A small crowd of Chinese residents and Chinese UN peacekeepers here waved Chinese and Sudanese flags as the two leaders reviewed a presidential guard.
Officials in Khartoum said Hu’s visit was geared toward “bilateral relations and other important issues of common interest,” without specifying if these would be commercial matters or would include human rights issues.
Khartoum expects its staunchest diplomatic ally to stick to boosting commercial ties, particularly for Sudan’s oil.
But Beijing has raised expectations that Hu may bring some pressure on Khartoum to show flexibility in ending Darfur’s bloodshed.
Chinese officials ahead of Hu’s visit urged Sudan to cooperate in finding a solution in Darfur in rare public pronouncements under China’s traditional refusal to interfere in what it considers other countries’ internal affairs.
“This visit is going to be a great boost for the distinguished Sudanese-Chinese relations in various fields,” al-Bashir said on Thursday.

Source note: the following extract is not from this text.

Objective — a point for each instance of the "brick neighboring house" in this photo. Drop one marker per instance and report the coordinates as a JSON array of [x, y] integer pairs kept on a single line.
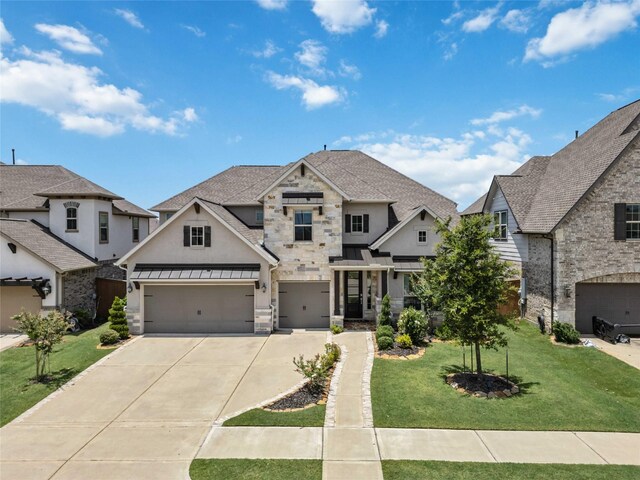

China, which is the biggest foreign investor in Sudan and buys two-thirds of the country’s oil exports, has used its veto-wielding status at the UN security council to prevent harsh measures against Sudan over the Darfur conflict.
Sudan has refused demands it allow UN peacekeepers into the region, calling “neocolonial” a UN security council plan to replace an overwhelmed African Union force in the region with some 22,000 UN peacekeepers.